Here are some suggestions for when to partition a table:

  • Tables greater than 2 GB should always be considered as candidates for partitioning.
  • Tables containing historical data, in which new data is added into the newest partition. A typical example is a historical table where only the current month's data is updatable and the other 11 months are read only.
  • When the contents of a table need to be distributed across different types of storage devices.

Partition Pruning

Partition pruning is the simplest and also the most substantial means to improve performance using partitioning. Partition pruning can often improve query performance by several orders of magnitude. For example, suppose an application contains an Orders table containing a historical record of orders, and that this table has been partitioned by week. A query requesting orders for a single week would only access a single partition of the Orders table. If the Orders table had 2 years of historical data, then this query would access one partition instead of 104 partitions. This query could potentially execute 100 times faster simply because of partition pruning.

Partitioning Strategies

  • Range
  • Hash
  • List

You can read their text and visualize their images which explain everything pretty well.

And lastly, it is important to understand that databases are extremely resource intensive:

  • CPU
  • Disk
  • I/O
  • Memory

Many DBA's will partition on the same machine, where the partitions will share all the resources but provide an improvement in disk and I/O by splitting up the data and/or index.

While other strategies will employ a "shared nothing" architecture where the shards will reside on separate and distinct computing units (nodes), having 100% of the CPU, disk, I/O and memory to itself. Providing it's own set of advantages and complexities.

https://en.wikipedia.org/wiki/Shared_nothing_architecture


Looks like this answers both your questions:

Horizontal partitioning splits one or more tables by row, usually within a single instance of a schema and a database server. It may offer an advantage by reducing index size (and thus search effort) provided that there is some obvious, robust, implicit way to identify in which table a particular row will be found, without first needing to search the index, e.g., the classic example of the 'CustomersEast' and 'CustomersWest' tables, where their zip code already indicates where they will be found.

Sharding goes beyond this: it partitions the problematic table(s) in the same way, but it does this across potentially multiple instances of the schema. The obvious advantage would be that search load for the large partitioned table can now be split across multiple servers (logical or physical), not just multiple indexes on the same logical server.

Source:Wiki-Shard.

Sharding is the process of storing data records across multiple machines and is MongoDB’s approach to meeting the demands of data growth. As the size of the data increases, a single machine may not be sufficient to store the data nor provide an acceptable read and write throughput.
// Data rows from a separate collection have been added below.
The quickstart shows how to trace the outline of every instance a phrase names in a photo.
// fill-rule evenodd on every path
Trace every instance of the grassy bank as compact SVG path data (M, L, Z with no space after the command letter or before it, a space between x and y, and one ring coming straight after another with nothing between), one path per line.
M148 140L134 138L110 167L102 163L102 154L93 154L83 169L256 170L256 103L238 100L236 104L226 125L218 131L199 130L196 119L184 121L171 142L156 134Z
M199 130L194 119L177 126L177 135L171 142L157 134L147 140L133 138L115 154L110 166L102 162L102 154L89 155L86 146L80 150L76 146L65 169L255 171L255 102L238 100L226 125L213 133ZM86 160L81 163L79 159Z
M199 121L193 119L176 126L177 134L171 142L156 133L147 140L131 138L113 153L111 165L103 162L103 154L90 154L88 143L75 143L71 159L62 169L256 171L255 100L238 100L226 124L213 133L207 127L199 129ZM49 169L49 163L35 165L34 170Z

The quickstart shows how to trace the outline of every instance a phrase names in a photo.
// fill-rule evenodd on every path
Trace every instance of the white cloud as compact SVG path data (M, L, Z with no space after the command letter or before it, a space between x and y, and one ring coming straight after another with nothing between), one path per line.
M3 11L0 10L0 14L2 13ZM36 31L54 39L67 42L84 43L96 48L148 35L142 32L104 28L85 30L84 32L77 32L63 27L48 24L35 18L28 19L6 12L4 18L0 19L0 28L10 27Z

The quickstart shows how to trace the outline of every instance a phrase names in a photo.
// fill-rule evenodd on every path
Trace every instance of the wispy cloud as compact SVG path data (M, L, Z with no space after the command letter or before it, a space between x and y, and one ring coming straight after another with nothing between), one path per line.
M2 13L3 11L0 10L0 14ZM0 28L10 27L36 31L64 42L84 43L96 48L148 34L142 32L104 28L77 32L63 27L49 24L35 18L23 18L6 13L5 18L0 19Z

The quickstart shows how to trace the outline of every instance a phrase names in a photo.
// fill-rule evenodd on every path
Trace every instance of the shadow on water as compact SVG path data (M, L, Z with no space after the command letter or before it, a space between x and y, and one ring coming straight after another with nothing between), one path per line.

Sharding solves the problem with horizontal scaling. With sharding, you add more machines to support data growth and the demands of read and write operations.

Source: MongoDB.


Consider a Table in database with 1 Million rows and 100 columns In Partitioning you can divide the table into 2 or more table having property like:

  1. 0.4 Million rows(table1), 0.6 million rows(table2)

  2. 1 Million rows & 60 columns(table1) and 1 Million rows & 40 columns(table2)

    There could be multiple cases like that

This is general partitioning

But Sharding refer to 1st case only where we are dividing the data on the basis of rows. If we are dividing the table into multiple table we need to maintain multiple similar copies of schemas as now we have multiple tables.